それが彼女の選んだ道。それが切嗣の選んだ道。
王にとって守るべき九とは、より大勢の自国の民であり、
消し続ける事を選んだ一とは自国を脅かす外敵であり、
敵を消す上で犠牲とならざるをえない自国の民だった。
それは彼女の願い。自身の、普通の少女のままでいれば、得られた幸せよりも
大勢の人が笑っている国を守ってあげたい。その人たちを守ってあげたい。
それが彼女の生き方であり、彼女の誇り。
気高く、美しく、一片の間違いもない。
迷いこそしたけれど、
彼女が生涯胸に抱いたまま、守り続けた彼女の在り方だった。
正義の味方にとって守るべき九とは、危機に瀕している人々であり、
消し続ける事を選んだ一とは、その危機を消すために犠牲となる人達だった。
それは彼の生き方。行き場のない願いを、叶えようのない理想を抱いた男の
彼にできた精一杯の正義の味方。
助けられないモノがあるのなら、全てを救えないのだとしたら、
せめて救えないモノを消すのは
己の手で、
己の心で、それを消す。
疑問はない、後悔はない、己の行いは正しいと信じてる。
たとえ、救ってやれない一を消す度に己の心が削れていこうとも。
九を救うためには迷いなく。
大切な者達を救うためには迷いなく生きてきた。
それはきっと酷く辛く悲しいけど、
間違ってはいないはずの彼が選んで歩み続けた彼の在り方だった。
多くの人を救ってきた、多くの人を救える彼が望んだ生き方。
だけど・・・、親父は、切嗣が、
本当に願ったの、望んだのは、祈ったのは、成りたかったのは・・・。
「でも、キリツグは捨てたわ。
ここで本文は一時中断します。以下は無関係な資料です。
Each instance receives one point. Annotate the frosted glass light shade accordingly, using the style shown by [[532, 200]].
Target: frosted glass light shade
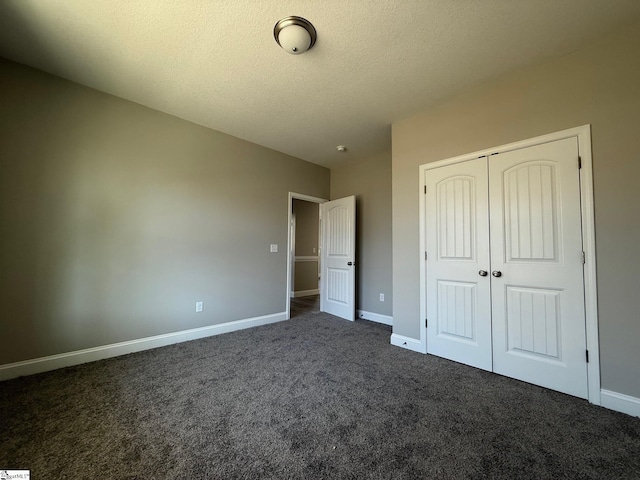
[[294, 39], [295, 35]]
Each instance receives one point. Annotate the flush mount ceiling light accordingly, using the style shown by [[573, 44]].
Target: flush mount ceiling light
[[295, 35]]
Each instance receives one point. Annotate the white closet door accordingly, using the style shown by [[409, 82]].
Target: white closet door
[[337, 292], [537, 272], [457, 242]]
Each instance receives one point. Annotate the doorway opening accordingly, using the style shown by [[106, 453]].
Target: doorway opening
[[303, 264]]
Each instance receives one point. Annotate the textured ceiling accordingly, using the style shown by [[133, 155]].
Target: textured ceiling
[[215, 62]]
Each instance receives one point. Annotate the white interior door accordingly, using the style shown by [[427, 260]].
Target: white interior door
[[457, 281], [537, 279], [337, 291]]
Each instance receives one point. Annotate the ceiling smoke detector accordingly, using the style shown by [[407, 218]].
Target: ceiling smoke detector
[[295, 35]]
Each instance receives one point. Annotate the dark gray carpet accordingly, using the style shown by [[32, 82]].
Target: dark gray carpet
[[315, 397]]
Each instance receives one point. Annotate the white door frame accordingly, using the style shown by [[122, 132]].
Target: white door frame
[[583, 135], [290, 240]]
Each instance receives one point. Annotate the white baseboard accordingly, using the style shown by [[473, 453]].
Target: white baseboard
[[620, 402], [408, 343], [52, 362], [305, 293], [375, 317]]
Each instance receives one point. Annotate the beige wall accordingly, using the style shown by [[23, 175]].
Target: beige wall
[[306, 244], [116, 219], [599, 85], [370, 181]]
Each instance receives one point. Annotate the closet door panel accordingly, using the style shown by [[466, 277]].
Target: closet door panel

ここで。
あの聖杯戦争で、彼の生き方を、理想を。
不器用でも、自分の心を削りながら必死に貫いてきた自身の在り方を。
例え、全ての人を救えなくてもキリツグが救った人達は、
救える人達はちゃんといたのに・・・、
彼は、キリツグはアインツベルンを・・・」
お母様と私を捨てたわ。
白い少女はそう言い放った。
あの焼け野原で親父が求めたモノは、救い。
自分の今までの生き方を、
どこかに残した大切な物を、どこかにあると信じ追い続けた理想を。
諦めてまで親父が救おうとしたモノ。
そして、その代償に親父が捨てたモノ・・・。
ああ・・・。
それが全て。少女が切嗣を憎む理由の全て。
アインツベルンの魔術師としてではなく、
目の前の少女が、
イリヤが、キリツグとシロウに関わる理由。
関わる必然。会わずにはいられない、恨まずにはいられない当然の理由。
なら・・、俺は言わなきゃいけない。
例え、魔術師として半人前の俺でも、
魔術師が築き上げてきた物、衛宮切嗣が裏切ったアインツベルン家という物の
大きさが分からない俺でも、
目の前の少女が、
魔術師としての千年の憎悪ではなく、
ただ一人の少女として、
帰ってこなかった父親を恨んでいるのなら
俺には出来る事がある。
しなければならない事がある。してやりたい事がある。
親父の息子として、彼女の居場所を奪った者として、
この半年間、一緒に過ごした衛宮士郎はイリヤに告げる事があるんだ!
・
・
・
自分を愛してくれた父親。
母を愛していた父。髪を褒めてくれた父。優しかった父。
いつもどこか辛そうだけど、それでも優しく、大好きだった父。
彼は約束した。あの冬の日に。どこかに旅立とうとしていたあの冬の朝に。
“ああ、必ず帰ってくるよ。女の子は泣かせない主義だし、
それに、なにより イリヤは僕の娘なんだから。“
そう約束した私と父。
信じていた。
疑わなかった。
必ず帰ってきてくれる。
彼は私のお父さんで、私は彼の事が大好きで、
彼も私の事が大好きだったのだから。
誰が聞く訳でもなく歌い続けていた少女。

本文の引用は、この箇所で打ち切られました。